Walter W. Wichtendahl

1 November 1890 – 24 July 1915

The Eastland, one of five chartered excursion boats meant to ferry employees, their families and friends from Chicago over to the Michigan City shore for the annual Western Electric Company picnic, keeled over into the Chicago River while still at dock, trapping hundreds inside its hull and leading to the deaths of 844 of the 2,500 passengers aboard at the time of the incident which became known as The Eastland Disaster.


Walter’s is a bio I went into thinking I’d find more than the usual bits of information for, but alas, I found less than usual! He isn’t listed in the 31 July 1915 special Chicago Tribune edition which is filled with brief obituaries for the hundreds of the Eastland victims nor was I able to turn up a separate news item about him. It’s possible his body was not identified until after that issue ran, but it’s sad no separate obituary was published.

Walter was born in Maywood, Illinois, also his mother’s hometown. He was the youngest of three children, each born a few years apart. His only sister was born and died in the 1880s, and he and his older brother William were ten years apart. His father was ten years his mother’s senior and had immigrated from Germany as a young man after his own parents passed away. Walter’s father worked for the railroad for many years, long enough to have retired with a pension before 1910.

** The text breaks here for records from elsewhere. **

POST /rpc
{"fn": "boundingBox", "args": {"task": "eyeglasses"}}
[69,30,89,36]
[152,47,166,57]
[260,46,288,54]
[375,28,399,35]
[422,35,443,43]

Walter had married only a year and a month before his death to a young woman named Leona who was born and raised in Michigan and whose people were still there. What’s interesting is that the couple got married in Montana, a state to which I otherwise can tie neither of them. They do not appear to have lived or worked there, they did not stay there after their marriage, and it doesn’t seem as if they had relatives there. Not only were these two randomly in Montana, but they were in a very remote corner of Montana in a tiny town called Libby. On his death record, Walter’s occupation is listed as “special police” which is fairly vague with no context of “for whom.” Chicago had some special police categories, but my guess is that he worked for the railroad because this explains how both he and Leona may have met and then married so far from either of their homes. One wonders if they met on that train trip, fell in love, and eloped in Libby opportunistically. I like to think so. In any case, they were back in Chicago in 1915, and from Walter’s death record appear to have been living with his parents.

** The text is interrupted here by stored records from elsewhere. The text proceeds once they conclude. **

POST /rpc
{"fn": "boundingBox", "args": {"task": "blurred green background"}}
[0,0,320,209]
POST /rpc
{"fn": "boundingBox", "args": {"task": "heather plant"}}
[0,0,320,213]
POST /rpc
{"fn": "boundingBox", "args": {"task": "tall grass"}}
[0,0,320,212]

It’s unclear how Walter ended up on the Eastland since the records don’t list him as a Western Electric employee. Presumably he went with friends or at their invitation or he may have had some relationship to the company via whatever his Special Police position was that garnered him an entrée. Whether Leona accompanied him the day of the disaster is also unclear, though if she did, she survived, becoming a widow at only 25 years old. Leona stayed in Chicago, remarrying at some point before 1920 and living out her life hear. A side note on Leona is that either she and Walter married in spite of their differing religions (another reason for a train-based elopement), or she converted to Catholicism at some point after Walter’s death. Either way, she and her second husband are buried in a Catholic cemetery and her obituary specified her funeral included a high mass.

Walter’s father Christoph died in 1919 and was buried with his children. Walter’s mother Carolina lived for many more years in the family home which her husband (or perhaps he and any settlement received from the disaster) seems to have left her in good position to afford and maintain. In 1920, recently widowed, she was living alone; in 1930, her also-widowed sister had come to live with her. In 1940 at the great age of 83, she had moved in with her surviving son and his family in Leyden which, while not terribly far from Maywood, must have felt like a world away for a woman who’d lived her entire life in that village. Carolina passed away just two days shy of her 92nd birthday and was buried with her husband and children at Concordia.